Spring 2008
CS 477: Formal Software Development Methods
09:30am-10:45am, Tuesdays and Thursdays
1103 Siebel Center

Verified hardware and software is one of the grand challenges of computer science. As the complexity of systems increases and as computers pervade our day-to-day activities, verification of systems ranging from cell phones to medical equipment to aircraft software to secure programs, has become a vibrant and important field.

This course is a general introduction to the field of formal verification. If you are interested in verification in general, this course is for you. If you are working in a field such as security or software engineering or AI or databases, this course will provide an overview of tools and techniques that you may find use in your own field. In particular, you will learn of some of the exciting tools to search large state spaces (using BDDs), tools to solve complex theorems automatically (automatic theorem provers), and tools to solve "real-life" large NP-complete problems (SAT solvers).

The field of verification is almost as old as computer science; some concepts such as the Floyd-Hoare style of verification is 40 years old. And yet the field has become a vibrant area of research only in the last 20 years, and has matured in this period so much that hardware verification is routinely done in the industry, and software verification tools such as Microsoft's SDV (and SLAM) are at the level where they can be deployed automatically to check software. All this has been based on a few fundamental techniques and tools, which we will learn in this course.

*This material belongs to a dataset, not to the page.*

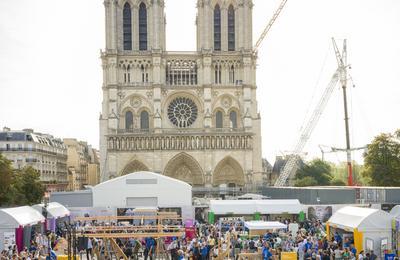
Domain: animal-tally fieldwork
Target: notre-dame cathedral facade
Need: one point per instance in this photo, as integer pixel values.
(188, 115)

We will start with basic finite models of systems, and show how to verify them, and slowly move to more and more complex models such as finite systems with recursion, and finally full-fledged software verification.

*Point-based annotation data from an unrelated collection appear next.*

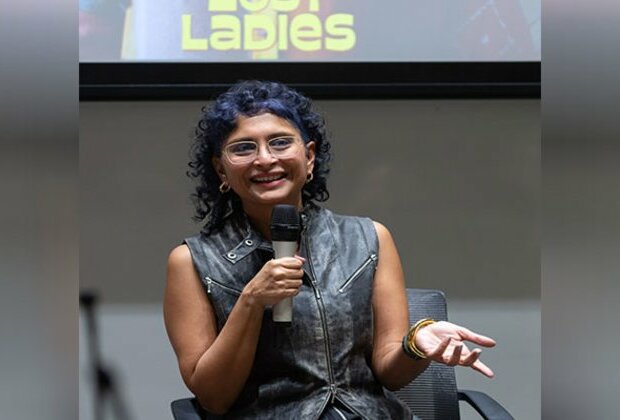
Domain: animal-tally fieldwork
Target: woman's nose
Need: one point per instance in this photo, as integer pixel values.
(264, 156)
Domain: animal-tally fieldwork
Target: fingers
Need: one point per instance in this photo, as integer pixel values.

The topics we will cover are:

  • 1. Finite models and model-checking - Modeling using finite models, reachability algorithms
  • 2. Specification logics - LTL on finite words; automata theoretic model checking algorithms, the SMV tool
  • 3. Dataflow analysis of programs without recursion
  • 4. Handling recursion: pushdown models, reachability (using games!), dataflow analysis.
  • 5. Symbolic methods for reachability: Boolean Decision Diagrams, operations on BDDs, the tools SMV and Mucke
  • 6. CTL and CTL model-checking symbolically; mu-calculus (alternation depth 1!)
  • 7. Software verification: The Floyd-Hoare method for verifying code
  • 8. Invariant verification using automatic theorem provers: The Boogie tool
  • 9. Testing programs: Random testing and directed testing using symbolic evaluations
  • 10. Satisfiability solvers (SAT solvers); bounded model checking and testing.
  • 11. Abstraction based model checking
  • 12. Miscellaneous topics:
  • - Decidable logics and overview of available theorem provers
  • - Predicate abstraction and abstract interpretation
  • - Handling heaps
  • - Concurrency!
  • You will learn to use some tools:
  • - A BDD-based model-checker for finite and pushdown systems (SMV and/or Mucke)
  • - A software invariant verification tool (Boogie, from Microsoft Research)
  • - A SAT solver
  • As for theory, you will learn temporal and first order logics, automata based verification, Floyd-style verification, decision procedures and satisfiability solving.

    See the course here for a course that covered some of these topics (though in more detail) in Spring 2005. This course will be a more gentle introduction and will cover a wider variety of verification methods, and will have a significant tool component.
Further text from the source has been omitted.